Ottawa Startup Hyperion Eyes Big Growth in Carbon Capture
Ottawa-based cleantech company Hyperion is making serious moves in the fight against climate change, partnering with Toronto's MaRS Discovery District and global cement manufacturer Amrize to scale up its proprietary carbon-recycling technology.
The collaboration marks a significant milestone for the young Ottawa startup, which has developed a process that captures carbon dioxide emissions and repurposes them — essentially turning industrial waste into a resource rather than a pollutant.
What Is Carbon Recycling, Exactly?
Unlike traditional carbon capture, which simply stores CO₂ underground, Hyperion's approach focuses on recycling that carbon — integrating it back into industrial processes or converting it into usable materials. The cement industry is one of the world's largest emitters of CO₂, making Amrize a strategically important partner. Cement production accounts for roughly 8% of global carbon emissions, and finding ways to reduce or reuse that output is a major challenge for the sector.
Hyperion's technology slots into existing industrial infrastructure, which lowers the barrier to adoption compared with solutions that require entirely new facilities.
Why MaRS and Amrize?
MaRS Discovery District is Canada's largest urban innovation hub, with a strong track record of helping deep-tech and cleantech startups commercialize and scale. For Hyperion, the partnership means access to MaRS's network of investors, corporate partners, and market development expertise — resources that can be hard to come by for early-stage companies working on capital-intensive hardware solutions.

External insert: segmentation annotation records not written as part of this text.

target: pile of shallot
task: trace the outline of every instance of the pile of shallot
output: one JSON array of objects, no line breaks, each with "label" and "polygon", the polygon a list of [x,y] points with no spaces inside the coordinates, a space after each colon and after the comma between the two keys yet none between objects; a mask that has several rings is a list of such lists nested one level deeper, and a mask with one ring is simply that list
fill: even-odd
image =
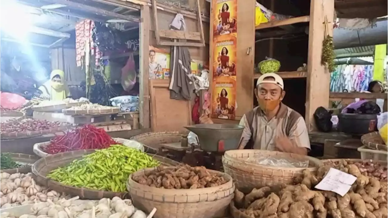
[{"label": "pile of shallot", "polygon": [[[0,207],[7,208],[20,205],[46,202],[53,202],[64,197],[54,190],[36,184],[30,173],[0,173]],[[66,196],[68,198],[69,196]]]}]

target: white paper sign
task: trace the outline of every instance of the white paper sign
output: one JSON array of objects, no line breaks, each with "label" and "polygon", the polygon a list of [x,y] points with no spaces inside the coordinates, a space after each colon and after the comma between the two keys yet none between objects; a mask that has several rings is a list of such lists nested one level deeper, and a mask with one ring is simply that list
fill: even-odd
[{"label": "white paper sign", "polygon": [[357,177],[336,169],[331,168],[315,188],[335,192],[343,197],[348,193]]}]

Amrize brings something arguably more valuable: real-world industrial scale and a direct path to deployment. Having a major cement producer involved isn't just good optics — it means Hyperion's technology can be tested, refined, and eventually deployed in actual production environments, not just labs.
Ottawa's Growing Cleantech Scene
Hyperion is part of a broader wave of Ottawa cleantech companies working on hard problems in energy and emissions. The city has long been known for its federal government presence and tech sector anchored by Kanata North, but startups like Hyperion are helping diversify that reputation into climate technology.

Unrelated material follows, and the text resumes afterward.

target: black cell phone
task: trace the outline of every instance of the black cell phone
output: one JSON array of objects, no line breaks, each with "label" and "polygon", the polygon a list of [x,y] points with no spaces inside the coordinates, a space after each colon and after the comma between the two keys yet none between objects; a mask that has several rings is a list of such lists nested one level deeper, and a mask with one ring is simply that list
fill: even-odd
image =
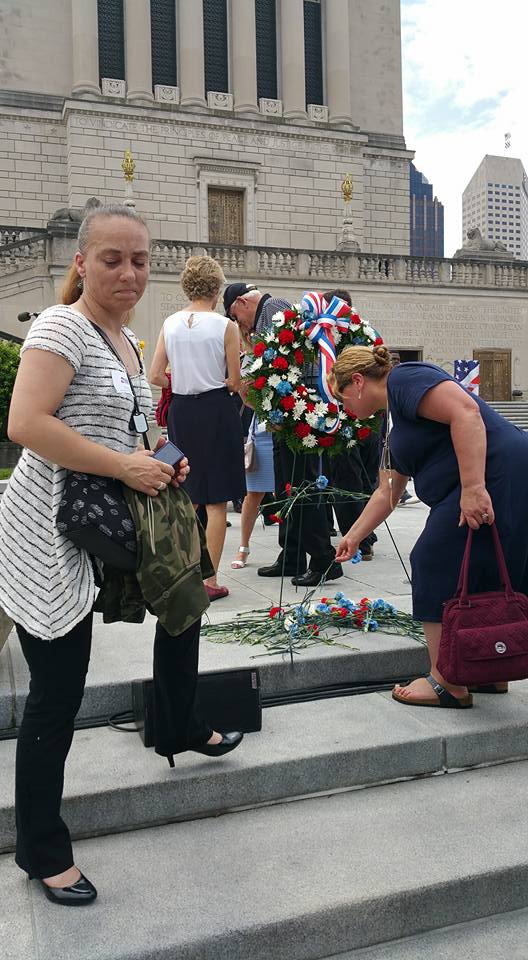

Ottawa's talent pool — fed by the University of Ottawa, Carleton University, and a deep bench of engineering professionals — makes it a natural home for companies tackling complex industrial challenges.
What Comes Next
With MaRS's support and Amrize as an industry partner, Hyperion is eyeing pilot deployments and broader commercialization. Scaling carbon-recycling tech from prototype to industrial reality is no small feat, but the combination of startup agility, institutional support, and a committed industry player gives the Ottawa company a credible path forward.
If successful, Hyperion's technology could have implications far beyond cement — other heavy industries like steel, chemicals, and waste management face similar decarbonization pressures.
For Ottawa, it's another sign that the city's innovation ecosystem is punching above its weight on the global cleantech stage.